TWO-TIME WINNER HELPS BUSINESSES IMPROVE CASH FLOW MANAGEMENT

nm02There are few women who have founded venture-funded technology companies. Veena Gundavelli, the chief strategy officer at Emagia in Santa Clara, California, happens to be on her second. She first cofounded Solix Technologies, an enterprise application services company, and helped grow the company to $20 million in revenues, with marquee customers, worldwide operations and more than 350 employees worldwide. Solix has been recognized as one of the 500 fastest-growing private companies by Inc magazine and is now expanding into the application data management space.

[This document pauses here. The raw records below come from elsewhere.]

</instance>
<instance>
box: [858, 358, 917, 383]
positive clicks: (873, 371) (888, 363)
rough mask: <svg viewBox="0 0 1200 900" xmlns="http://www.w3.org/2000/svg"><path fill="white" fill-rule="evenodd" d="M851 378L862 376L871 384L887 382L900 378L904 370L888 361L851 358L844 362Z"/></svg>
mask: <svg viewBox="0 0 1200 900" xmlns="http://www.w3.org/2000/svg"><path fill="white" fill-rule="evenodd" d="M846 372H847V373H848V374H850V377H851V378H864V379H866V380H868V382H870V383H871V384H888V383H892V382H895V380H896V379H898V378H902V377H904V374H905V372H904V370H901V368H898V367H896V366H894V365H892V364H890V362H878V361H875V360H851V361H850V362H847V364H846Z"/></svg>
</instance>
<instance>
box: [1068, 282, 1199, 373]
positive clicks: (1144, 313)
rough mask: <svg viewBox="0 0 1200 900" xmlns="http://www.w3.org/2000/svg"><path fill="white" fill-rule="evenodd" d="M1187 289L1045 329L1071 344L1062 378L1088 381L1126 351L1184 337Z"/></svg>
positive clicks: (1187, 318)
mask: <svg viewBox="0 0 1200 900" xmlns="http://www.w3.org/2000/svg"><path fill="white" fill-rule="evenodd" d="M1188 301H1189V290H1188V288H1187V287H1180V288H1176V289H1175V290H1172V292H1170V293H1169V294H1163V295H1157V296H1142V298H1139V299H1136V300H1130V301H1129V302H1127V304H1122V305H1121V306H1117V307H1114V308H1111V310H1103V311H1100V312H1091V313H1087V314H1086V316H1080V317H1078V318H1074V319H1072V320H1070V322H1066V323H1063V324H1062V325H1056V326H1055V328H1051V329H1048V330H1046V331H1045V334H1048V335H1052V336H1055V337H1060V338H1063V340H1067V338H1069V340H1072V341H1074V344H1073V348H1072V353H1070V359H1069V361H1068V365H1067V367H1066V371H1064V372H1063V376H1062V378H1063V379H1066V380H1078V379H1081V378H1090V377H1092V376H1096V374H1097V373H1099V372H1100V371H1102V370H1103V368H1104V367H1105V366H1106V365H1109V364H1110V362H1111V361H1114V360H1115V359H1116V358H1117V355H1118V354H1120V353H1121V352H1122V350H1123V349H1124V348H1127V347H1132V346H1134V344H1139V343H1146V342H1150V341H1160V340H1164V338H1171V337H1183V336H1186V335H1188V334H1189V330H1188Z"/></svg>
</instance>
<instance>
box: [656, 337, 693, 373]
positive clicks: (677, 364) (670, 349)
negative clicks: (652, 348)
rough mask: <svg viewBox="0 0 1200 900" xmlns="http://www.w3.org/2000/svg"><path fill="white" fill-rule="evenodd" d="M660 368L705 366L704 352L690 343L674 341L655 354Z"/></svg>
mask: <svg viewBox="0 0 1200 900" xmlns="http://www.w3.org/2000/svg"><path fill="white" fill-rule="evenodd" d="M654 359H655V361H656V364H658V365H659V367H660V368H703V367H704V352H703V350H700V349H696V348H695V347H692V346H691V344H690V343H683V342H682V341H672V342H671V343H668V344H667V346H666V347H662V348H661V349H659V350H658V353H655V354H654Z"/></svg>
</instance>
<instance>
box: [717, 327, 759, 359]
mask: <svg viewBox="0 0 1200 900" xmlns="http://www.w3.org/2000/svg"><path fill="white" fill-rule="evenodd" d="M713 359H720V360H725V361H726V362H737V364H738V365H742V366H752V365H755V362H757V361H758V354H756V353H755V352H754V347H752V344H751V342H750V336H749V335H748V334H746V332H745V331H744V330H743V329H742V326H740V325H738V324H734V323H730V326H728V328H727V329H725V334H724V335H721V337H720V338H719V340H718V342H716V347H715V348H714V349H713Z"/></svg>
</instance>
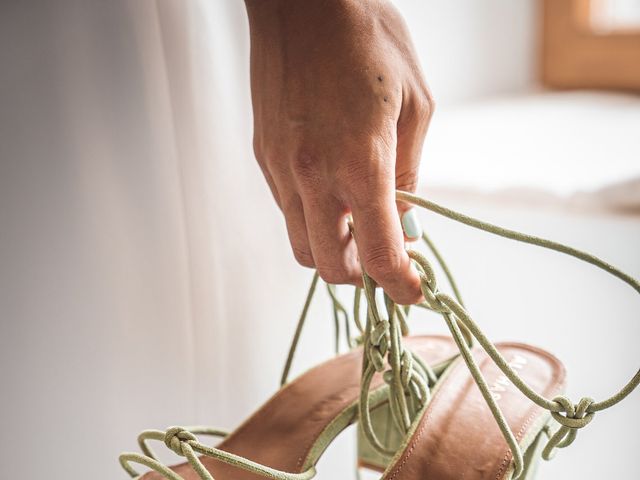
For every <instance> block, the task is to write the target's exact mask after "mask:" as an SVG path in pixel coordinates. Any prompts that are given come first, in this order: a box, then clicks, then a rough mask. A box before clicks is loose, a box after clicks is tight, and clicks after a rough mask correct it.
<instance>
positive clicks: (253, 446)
mask: <svg viewBox="0 0 640 480" xmlns="http://www.w3.org/2000/svg"><path fill="white" fill-rule="evenodd" d="M404 343H405V345H406V346H407V347H408V348H410V349H411V350H413V351H414V352H415V353H416V354H418V355H420V356H421V357H422V358H423V359H424V360H425V361H426V362H427V363H429V364H431V365H435V364H438V363H441V362H443V361H445V360H447V359H449V358H451V357H452V356H454V355H456V354H457V353H458V350H457V348H456V347H455V344H454V343H453V341H452V340H451V339H450V338H448V337H443V336H424V337H419V336H416V337H408V338H406V339H404ZM361 369H362V350H361V349H356V350H354V351H352V352H350V353H347V354H345V355H341V356H339V357H336V358H334V359H331V360H329V361H327V362H325V363H323V364H321V365H319V366H317V367H315V368H313V369H311V370H309V371H308V372H306V373H305V374H303V375H301V376H300V377H298V378H297V379H295V380H294V381H293V382H291V383H289V384H288V385H287V386H285V387H284V388H282V389H281V390H279V391H278V392H277V393H276V394H275V395H274V396H273V397H271V399H270V400H268V401H267V403H265V404H264V405H263V406H262V407H261V408H260V409H259V410H258V411H257V412H256V413H254V414H253V415H252V416H251V417H250V418H249V419H248V420H247V421H245V422H244V423H243V424H242V425H241V426H240V427H238V428H237V429H236V430H235V431H234V432H233V433H232V434H231V435H230V436H229V437H227V438H226V439H225V440H224V441H223V442H222V443H220V445H218V448H220V449H222V450H225V451H227V452H231V453H235V454H236V455H241V456H243V457H245V458H248V459H250V460H253V461H255V462H258V463H261V464H263V465H267V466H270V467H272V468H276V469H278V470H283V471H287V472H300V471H301V470H302V467H303V463H304V462H305V459H306V457H307V455H308V453H309V451H310V450H311V447H312V446H313V444H314V443H315V441H316V439H317V438H318V436H319V435H320V434H321V433H322V431H323V430H324V429H325V428H326V427H327V426H328V425H329V424H330V423H331V421H332V420H333V419H334V418H335V417H336V416H338V414H339V413H340V412H342V411H343V410H345V409H346V408H347V407H349V406H351V405H353V404H354V402H356V401H357V399H358V397H359V393H360V374H361ZM380 386H382V379H381V378H379V376H377V378H375V379H374V382H373V384H372V388H377V387H380ZM354 415H355V410H354ZM202 463H203V464H204V465H205V467H206V468H207V470H209V471H210V472H211V473H212V475H213V477H214V478H215V479H216V480H262V479H263V478H264V477H261V476H259V475H256V474H253V473H250V472H247V471H245V470H242V469H239V468H237V467H233V466H231V465H228V464H225V463H222V462H220V461H218V460H215V459H213V458H210V457H203V458H202ZM172 468H173V470H174V471H176V472H177V473H178V474H179V475H181V476H182V477H184V478H185V479H186V480H196V479H199V477H198V475H197V474H196V473H195V471H194V470H193V469H192V468H191V466H190V465H189V464H186V463H185V464H181V465H178V466H175V467H172ZM162 478H163V477H162V476H161V475H160V474H158V473H155V472H149V473H147V474H146V475H144V480H160V479H162Z"/></svg>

With that success under her belt, Gundavelli set about getting her next venture, Emagia, off the ground. She raised $7 million in first-round funding in March 2000 and a further $7.5 million in March 2003 from leading venture capital firms such as Sigma Partners and WestBridge Capital. Emagia, which sells products that provide automation and business intelligence on cash-flow processes to improve cash-flow management, focuses on driving down days’ sales outstanding, bad debts, operating costs, working capital and interest expenses.
Emagia targets companies with $500 million-plus in sales and already includes Solectron, Network Associates and Hyperion among its customers. Emagia has gained traction because “we brought value to customers,” Gundavelli says. “Solectron realized $15 million in the first year with Emagia. Hyperion slashed their days’ sales outstanding by more than 25% within six months of deployment. Leiner Health, a leading pharmaceutical products company, reduced their chargebacks by 30% in the first year with Emagia,” Gundavelli adds.
Emagia sales to date have been limited to the US, but it plans to open sales offices in London to service Europe in the first quarter of 2004. A private company, Emagia doesn’t report sales or profits, but it does have about 60 employees in the US and 40 performing developmental work in India—and probably has sales in the area of $10 million to $15 million.